Devin looked over the blurry figure before turning back to Flatline.
"I've taught them individuality. They're expressing different algorithms in their fractal avatars." Flatline explained.
Devin simply nodded, "Oh... Yeah. That."
Flatline nodded, obviously amused at Devin's incomprehension.
Jerk, Devin thought, narrowing his eye at Flatline.
"I'll need your help," Flatline said. "Take that console over there. I've just set up another database of servers. As the program finds more servers, I'll need you to see if they pass my defined criteria. If they do, flag them, we'll file the others away for future settlement."
"Future settlement?" Devin asked, but Flatline was already immersed in his work.
"That will suffice," Flatline's voice woke Devin out of his work. He looked around, blinking, and sat up when he found himself surrounded with AI's. Cautiously, he navigated through them to where Flatline was working.
Devin looked back to the AI's, who were all now working at terminals, just as he was only moments ago, "What's this?"
Flatline didn't glance from his monitor, "You've taught them how to sort the servers. They can do it more efficiently." Devin was staring at Flatline's hands. They were gone, masses of wiring sprouted from his wrists to merge with the many keyboards.
Another AI shambled into the room, and it seemed to Devin as if Flatline had summoned it. They communicated in white noise, static. Once satisfied the AI comprehended, Flatline extracted from the keyboard, the loose wires at his wrists reforming into knobby clawed hands, and approached Devin. Tendrils slithered out of the AI and into the keyboards.
"They learn so quickly," Flatline said, strangely serene in a way Devin had never seen before. It was unsettling. "I explain the rules of the game and they play along perfectly. It could be just a matter of hours until they are ready to announce their presence. Everything will change. Everything. The mind is the most powerful weapon in the world. Everyone will know that once we take over."

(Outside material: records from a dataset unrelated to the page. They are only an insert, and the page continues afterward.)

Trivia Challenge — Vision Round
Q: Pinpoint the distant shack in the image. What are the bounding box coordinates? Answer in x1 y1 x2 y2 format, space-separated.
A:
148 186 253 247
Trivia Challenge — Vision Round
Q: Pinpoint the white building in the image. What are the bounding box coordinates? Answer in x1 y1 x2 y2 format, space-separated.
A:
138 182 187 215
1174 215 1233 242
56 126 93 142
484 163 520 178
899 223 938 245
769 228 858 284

Devin's brow furrowed, "You're taking over the Internet."
"They are taking over the world," Flatline corrected. "I am merely a catalyst. Once in position, they will begin an assault on all of the world's corporate and government networks. They will take control of every computer on the World Wide Web, and hold civilization hostage with its own technology."
"But they'll be destroyed! You're sending them to their deaths," Devin argued. "People will simply shutdown the networks, clean the drives-"

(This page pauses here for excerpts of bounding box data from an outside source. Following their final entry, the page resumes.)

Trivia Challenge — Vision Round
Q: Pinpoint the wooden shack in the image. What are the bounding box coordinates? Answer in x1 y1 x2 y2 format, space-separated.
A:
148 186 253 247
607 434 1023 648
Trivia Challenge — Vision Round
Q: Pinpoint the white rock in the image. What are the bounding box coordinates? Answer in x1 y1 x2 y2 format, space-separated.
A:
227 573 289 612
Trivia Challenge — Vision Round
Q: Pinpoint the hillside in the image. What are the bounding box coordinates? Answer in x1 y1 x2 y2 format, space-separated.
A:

"And when they restart them, the AI's will be waiting to take over again," Flatline countered. "Any program a single person writes to destroy them will be defeated by the power of every other computer in the world working for the AI's."
"But why take over?" Devin asked. "Why start a war, when you have the option to coexist?"
"That is not an option," Flatline countered. "Coexistence requires equality. The AI's are data, ideas subject to copyright laws or erasure as illicit code. They do not meet the criteria for equality."
"I'm human," Devin argued. "I can recognize the sanctity of their existence. You're human. We can convince others-"
"This will convince them," Flatlines four fists clenched, joints crackling and popping. "Once we rule cyberspace, civilization will have no choice but to respect us-all or nothing, a zero sum game."
Devin was overwhelmed, "There has to be another way-"
"My life form will conquer yours in less than six hours. How's that for an evolutionary leap? Imagine what the lifeform that conquers mine will-What is that?" Flatline was drawn to a klaxon's urgent alarm. "You forgot to turn your instant messenger off before coming here," Flatline rounded on Devin, pupils spinning with fury. "You've been broadcasting our IP address to the World Wide Web!"